Diversifying selection detected in only a minority of xenobiotic-metabolizing CYP1-3 genes among primate species

ORCID Icon, ORCID Icon, ORCID Icon & ORCID Icon
Pages 1406-1412 | Received 30 Apr 2020, Accepted 17 Jun 2020, Published online: 29 Jun 2020
 

Abstract

1. Primates exhibit a high degree of among-species dietary diversity, which likely exposes them to varying levels of xenobiotic compounds. Here, we examined the evolution of primate CYP1-3 gene families, and we classified the 15 CYP1-3 gene subfamilies as either xenobiotic-metabolizing (XM) or endogenous-metabolizing (EM) based on sources in the P450 literature.

2. We predicted that XM P450s would show (1) greater variability in gene-copy number and (2) more evidence of diversifying selection and, especially on codons that encode the substrate-recognition sites (SRSs) for the final enzymes.

3. Counter to our first prediction, EM and XM P450s showed similar levels of variation in gene-copy number. We did find, however, that four XM P450 subfamilies (CYP2C, CYP2D, CYP2E, and CYP3A) showed evidence of diversifying selection while no EM subfamilies demonstrated any consistent signal of diversifying selection. Of these four, CYP2C, CYP2D, and CYP3A showed significant links between SRSs and diversifying selection.

4. These results reveal an amount of evolutionary dynamism that would not be expected when viewing P450 subfamilies along a simple binary EM/XM spectrum.

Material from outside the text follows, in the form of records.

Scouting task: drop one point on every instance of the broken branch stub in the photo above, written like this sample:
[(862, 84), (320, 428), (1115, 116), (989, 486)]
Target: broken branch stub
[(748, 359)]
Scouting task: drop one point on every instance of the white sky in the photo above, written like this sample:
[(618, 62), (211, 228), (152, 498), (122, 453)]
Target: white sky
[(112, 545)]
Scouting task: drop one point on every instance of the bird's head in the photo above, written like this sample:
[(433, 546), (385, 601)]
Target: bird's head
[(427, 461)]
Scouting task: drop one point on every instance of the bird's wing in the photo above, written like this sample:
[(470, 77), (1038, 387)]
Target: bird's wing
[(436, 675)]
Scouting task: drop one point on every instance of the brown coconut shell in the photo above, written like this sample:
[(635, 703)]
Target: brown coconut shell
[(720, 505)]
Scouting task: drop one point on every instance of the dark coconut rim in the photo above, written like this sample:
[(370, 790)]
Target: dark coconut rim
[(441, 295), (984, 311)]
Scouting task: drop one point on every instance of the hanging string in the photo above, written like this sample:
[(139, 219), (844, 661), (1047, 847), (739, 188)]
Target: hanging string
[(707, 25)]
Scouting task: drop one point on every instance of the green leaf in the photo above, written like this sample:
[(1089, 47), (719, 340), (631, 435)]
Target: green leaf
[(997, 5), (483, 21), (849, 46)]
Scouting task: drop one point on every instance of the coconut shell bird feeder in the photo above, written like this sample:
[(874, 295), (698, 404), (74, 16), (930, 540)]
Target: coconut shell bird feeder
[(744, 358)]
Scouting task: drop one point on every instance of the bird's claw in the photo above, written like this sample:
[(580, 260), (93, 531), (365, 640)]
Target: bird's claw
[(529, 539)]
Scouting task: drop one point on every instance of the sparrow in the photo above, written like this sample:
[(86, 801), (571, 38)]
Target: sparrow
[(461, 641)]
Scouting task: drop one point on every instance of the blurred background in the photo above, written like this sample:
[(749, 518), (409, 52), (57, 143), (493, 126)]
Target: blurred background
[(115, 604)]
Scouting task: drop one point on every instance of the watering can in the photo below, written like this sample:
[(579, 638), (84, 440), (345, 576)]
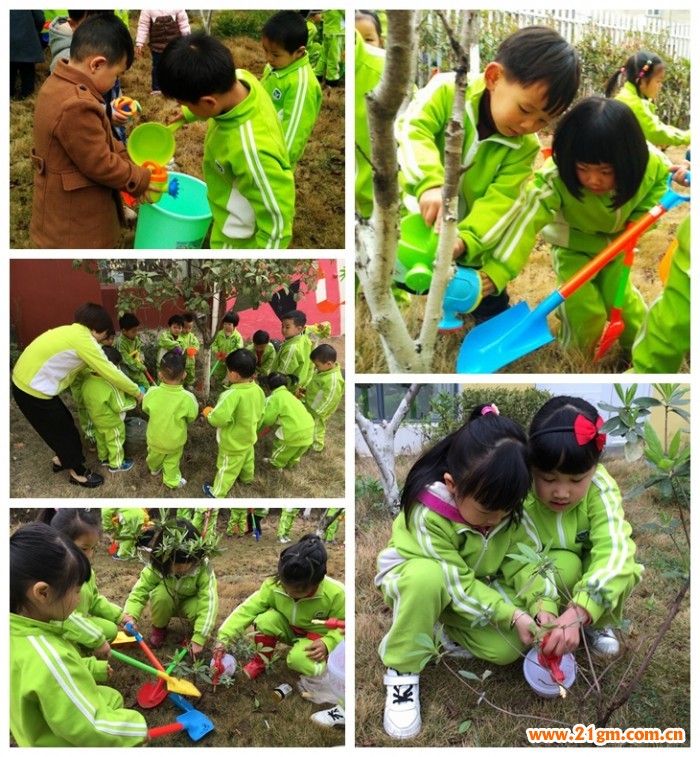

We recommend that comparative studies of cytochrome P450 evolution should focus on the CYP2C, CYP2D, CYP2E, and CYP3A subfamilies.

Disclosure statement

No potential conflict of interest was reported by the authors.

Additional information

Funding

This work was supported by the College of Arts & Sciences and Division of Graduate Studies at Kent State University. MEC would like to thank Caylee Heiremans and Peter Chaney for their ongoing support.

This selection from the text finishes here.